MORGANTOWN, W.Va. (WBOY) — The West Virginia University Rockefeller Neuroscience Institute (RNI) is working on technology that can remotely detect and monitor vital signs.
In a press release, RNI said it’s created an ingestible “smart pill” that goes through patients’ digestive tract, detecting respiration, heart rate, temperature, and gastric motility from inside the body.

During a study, 10 participants who were undergoing sleep studies at the WVU Medicine Sleep Evaluation Center swallowed a Celero Systems Vitals Monitoring Pill (VM Pill). The pill-sized device contains wireless sensors.
“This technology has the potential to transform how we monitor vital signs in patients by having the capability to measure respiration, heart rate, and other key body functions from an ingestible pill in people’s natural environment outside of the clinic or the hospital,” Ali Rezai, M.D., executive chair of the RNI, said in the release. “The results are encouraging and provide us with new capabilities to help those at risk for overdose.”

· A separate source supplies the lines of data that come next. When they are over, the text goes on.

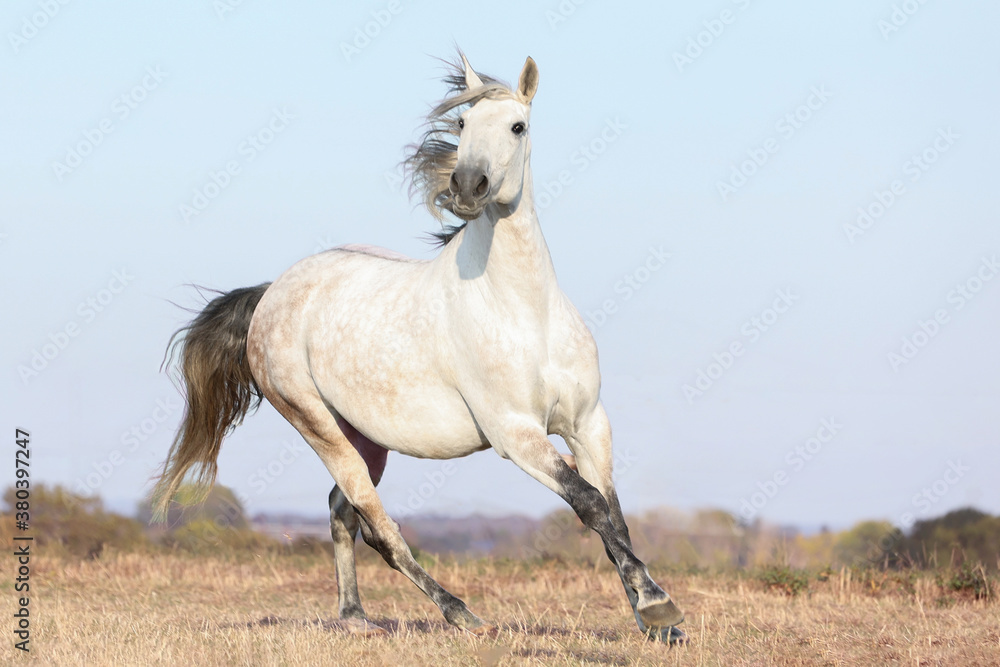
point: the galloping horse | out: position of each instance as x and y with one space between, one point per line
364 351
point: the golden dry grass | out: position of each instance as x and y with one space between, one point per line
153 609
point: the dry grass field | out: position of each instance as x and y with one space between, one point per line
163 609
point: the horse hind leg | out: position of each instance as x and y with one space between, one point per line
344 526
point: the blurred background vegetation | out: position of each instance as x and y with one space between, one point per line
77 526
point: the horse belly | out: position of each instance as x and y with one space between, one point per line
417 420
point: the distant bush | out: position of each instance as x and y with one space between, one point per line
221 507
963 536
205 537
784 579
62 521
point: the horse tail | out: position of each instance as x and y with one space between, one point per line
220 390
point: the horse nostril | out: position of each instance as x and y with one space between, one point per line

The RNI said during the study, the pill was able to accurately detect when the participants’ breathing slowed or stopped, which has made researchers hopeful that it could help identify the early indications of an overdose.
Results of a follow-up study are expected to be made available in the coming months. During that study, patients in a residential addiction treatment setting ingested the pill.
“Initial data collected from the VM Pill study for addiction is promising,” James Mahoney, Ph.D., clinical neuropsychologist and director of addictions research at the RNI, said in the release.
The latest Centers for Disease Control and Prevention provisional data found that there were 105,452 fatal overdoses in the United States in 2022 and an estimated 800,000 nonfatal overdoses.